For Stahl, capture was as fraught
with danger as battle. While being transported to Stalag IV-B – one of the
largest POW camps in Germany during World War II – in boxcars that should have
been marked as containing POW, allied troops attacked the train Stahl was on,
resulting in several deaths.
Stahl’s loved ones said he was
treated especially poorly by the Germans because of his German last name.
“It was just a few months that
he was a POW, and he lost about 50 pounds,” Mary Lou said. “One of the Germans broke
his nose with the butt of his gun. They told him he was fighting his own
assigned to work in a paper mill, continued to fight the Nazis in whatever way
“We were trained that if
this ever did happen to you, you did everything you could to pester the dickens
out of them and foul it up,” Stahl said in an earlier interview. “So the
machinery was constantly broken, the lights would go off, things like that.”

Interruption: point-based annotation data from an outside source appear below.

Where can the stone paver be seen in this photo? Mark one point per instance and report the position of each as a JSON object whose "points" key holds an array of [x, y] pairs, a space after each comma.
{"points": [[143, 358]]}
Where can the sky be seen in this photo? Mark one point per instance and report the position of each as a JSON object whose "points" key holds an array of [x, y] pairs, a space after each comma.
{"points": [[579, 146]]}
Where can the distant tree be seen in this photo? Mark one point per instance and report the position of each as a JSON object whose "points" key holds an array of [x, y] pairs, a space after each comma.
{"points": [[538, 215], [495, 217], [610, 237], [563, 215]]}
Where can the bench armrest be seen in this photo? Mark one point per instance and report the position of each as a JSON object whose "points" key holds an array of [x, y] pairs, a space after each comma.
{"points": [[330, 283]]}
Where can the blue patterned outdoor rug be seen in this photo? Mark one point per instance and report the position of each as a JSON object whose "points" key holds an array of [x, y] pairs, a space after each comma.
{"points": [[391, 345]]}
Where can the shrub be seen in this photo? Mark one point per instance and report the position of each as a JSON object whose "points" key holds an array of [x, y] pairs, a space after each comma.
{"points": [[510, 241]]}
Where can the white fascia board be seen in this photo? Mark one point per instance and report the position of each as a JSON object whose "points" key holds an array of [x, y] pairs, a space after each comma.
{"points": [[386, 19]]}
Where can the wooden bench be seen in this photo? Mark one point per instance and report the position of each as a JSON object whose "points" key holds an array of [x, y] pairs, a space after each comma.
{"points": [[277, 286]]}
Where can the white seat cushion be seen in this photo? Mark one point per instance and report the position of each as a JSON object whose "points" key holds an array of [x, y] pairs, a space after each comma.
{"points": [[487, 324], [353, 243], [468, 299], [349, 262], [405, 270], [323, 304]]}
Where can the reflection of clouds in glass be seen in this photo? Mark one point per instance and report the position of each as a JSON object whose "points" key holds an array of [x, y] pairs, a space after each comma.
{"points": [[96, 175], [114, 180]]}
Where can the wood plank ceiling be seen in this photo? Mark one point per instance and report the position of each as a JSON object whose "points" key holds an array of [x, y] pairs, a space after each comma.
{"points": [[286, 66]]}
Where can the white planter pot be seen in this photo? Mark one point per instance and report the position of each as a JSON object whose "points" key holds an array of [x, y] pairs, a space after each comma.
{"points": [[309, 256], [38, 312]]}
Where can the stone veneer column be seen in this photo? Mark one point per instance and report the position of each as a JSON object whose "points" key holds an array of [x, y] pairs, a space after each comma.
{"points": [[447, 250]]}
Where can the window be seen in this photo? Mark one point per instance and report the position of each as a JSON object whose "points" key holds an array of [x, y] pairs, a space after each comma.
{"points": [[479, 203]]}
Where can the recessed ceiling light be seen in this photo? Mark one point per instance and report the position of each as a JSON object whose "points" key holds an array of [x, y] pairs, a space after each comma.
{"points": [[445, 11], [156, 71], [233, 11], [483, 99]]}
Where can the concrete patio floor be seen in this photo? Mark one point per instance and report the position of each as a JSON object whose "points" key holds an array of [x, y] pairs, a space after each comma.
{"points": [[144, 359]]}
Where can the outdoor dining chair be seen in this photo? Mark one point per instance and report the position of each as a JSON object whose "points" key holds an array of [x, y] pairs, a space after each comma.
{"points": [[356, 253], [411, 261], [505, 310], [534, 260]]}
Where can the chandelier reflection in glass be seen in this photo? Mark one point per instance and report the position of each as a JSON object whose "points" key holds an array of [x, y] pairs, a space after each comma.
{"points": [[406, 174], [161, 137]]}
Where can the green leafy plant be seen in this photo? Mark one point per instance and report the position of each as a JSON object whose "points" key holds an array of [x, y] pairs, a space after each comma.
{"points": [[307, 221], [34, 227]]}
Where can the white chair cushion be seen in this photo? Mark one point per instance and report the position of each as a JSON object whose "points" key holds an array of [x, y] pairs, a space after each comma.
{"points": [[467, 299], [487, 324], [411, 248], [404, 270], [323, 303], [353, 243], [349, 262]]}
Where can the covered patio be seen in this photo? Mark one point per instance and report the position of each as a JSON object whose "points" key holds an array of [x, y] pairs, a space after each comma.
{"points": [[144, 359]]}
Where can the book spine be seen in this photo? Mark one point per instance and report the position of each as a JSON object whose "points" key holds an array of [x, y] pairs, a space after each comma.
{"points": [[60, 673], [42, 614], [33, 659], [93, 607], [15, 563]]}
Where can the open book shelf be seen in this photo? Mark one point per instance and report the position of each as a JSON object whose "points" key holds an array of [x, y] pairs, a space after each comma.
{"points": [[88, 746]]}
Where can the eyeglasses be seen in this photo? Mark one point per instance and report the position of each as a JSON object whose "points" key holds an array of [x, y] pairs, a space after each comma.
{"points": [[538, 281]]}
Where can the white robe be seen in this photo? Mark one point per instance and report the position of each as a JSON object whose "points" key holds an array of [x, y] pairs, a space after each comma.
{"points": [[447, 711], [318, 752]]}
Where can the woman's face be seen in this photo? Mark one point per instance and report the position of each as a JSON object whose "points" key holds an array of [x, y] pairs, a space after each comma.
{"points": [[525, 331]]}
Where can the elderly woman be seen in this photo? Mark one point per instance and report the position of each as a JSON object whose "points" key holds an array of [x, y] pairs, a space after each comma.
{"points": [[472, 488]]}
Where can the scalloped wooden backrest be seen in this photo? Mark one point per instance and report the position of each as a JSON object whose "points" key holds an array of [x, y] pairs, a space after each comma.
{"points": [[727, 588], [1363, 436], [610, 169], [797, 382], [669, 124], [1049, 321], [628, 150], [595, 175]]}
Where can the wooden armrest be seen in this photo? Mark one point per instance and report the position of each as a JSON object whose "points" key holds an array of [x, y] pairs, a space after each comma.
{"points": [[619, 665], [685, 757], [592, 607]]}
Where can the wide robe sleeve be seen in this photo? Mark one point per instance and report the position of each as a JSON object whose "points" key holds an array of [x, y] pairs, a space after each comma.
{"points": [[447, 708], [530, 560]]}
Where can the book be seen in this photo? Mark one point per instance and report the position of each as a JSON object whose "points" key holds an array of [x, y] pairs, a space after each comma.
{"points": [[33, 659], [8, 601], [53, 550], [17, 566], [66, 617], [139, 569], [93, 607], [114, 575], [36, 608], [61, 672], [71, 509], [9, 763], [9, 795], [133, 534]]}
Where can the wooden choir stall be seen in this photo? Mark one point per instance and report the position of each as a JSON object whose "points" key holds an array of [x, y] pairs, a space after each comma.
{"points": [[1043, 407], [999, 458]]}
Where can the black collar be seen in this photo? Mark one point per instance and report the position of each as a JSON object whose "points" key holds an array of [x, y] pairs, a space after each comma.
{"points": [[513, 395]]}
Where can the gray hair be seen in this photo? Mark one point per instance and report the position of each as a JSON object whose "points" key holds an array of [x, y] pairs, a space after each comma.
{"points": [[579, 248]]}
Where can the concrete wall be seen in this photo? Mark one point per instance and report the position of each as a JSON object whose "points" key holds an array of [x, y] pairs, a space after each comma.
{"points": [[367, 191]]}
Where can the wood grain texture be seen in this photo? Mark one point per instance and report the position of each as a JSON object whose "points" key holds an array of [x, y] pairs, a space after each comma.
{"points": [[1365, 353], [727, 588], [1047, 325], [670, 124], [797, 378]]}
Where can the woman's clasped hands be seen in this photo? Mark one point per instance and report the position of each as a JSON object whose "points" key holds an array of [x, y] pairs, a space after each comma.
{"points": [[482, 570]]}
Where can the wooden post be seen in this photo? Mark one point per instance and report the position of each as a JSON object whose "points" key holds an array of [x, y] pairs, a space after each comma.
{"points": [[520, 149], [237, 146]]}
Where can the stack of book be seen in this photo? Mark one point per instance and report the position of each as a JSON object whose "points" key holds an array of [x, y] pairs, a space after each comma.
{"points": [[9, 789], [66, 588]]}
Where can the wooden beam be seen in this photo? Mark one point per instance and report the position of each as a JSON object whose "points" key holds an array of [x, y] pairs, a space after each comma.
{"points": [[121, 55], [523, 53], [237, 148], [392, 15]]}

Stahl spent about four months
as a POW.
“They had heard rumblings that
the Americans and Russians were about to take over, and they were told over and
over that they would all be killed before they would let that happen,” said
Stahl’s daughter, Marsha Mechtley, who added the prisoners were repeatedly
marched into the prison’s yard by German guards, who acted as if they would
shoot the prisoners. “And then, they started marching them.”
The POWs were then forced
to march away from the prison for days. On the third day, the prisoners awoke to
find their guards had fled in the night.
“They knew then that the Americans
were close behind,” Mary Lou said. “They think the only reason they didn’t line
them up and shoot them was because they were afraid the Americans would catch them
and do the same thing to them.”
After the war, Stahl went
to law school at Washburn University, Topeka, Kansas, on the G.I. Bill.
“It was a wonderful thing for
the Soldiers,” Mary Lou said about the G.I. Bill. “A lot of them were able to
go to college that wouldn’t have been able to otherwise.”
Following college, Stahl returned
to Junction City to open a private law practice. He still lives there today.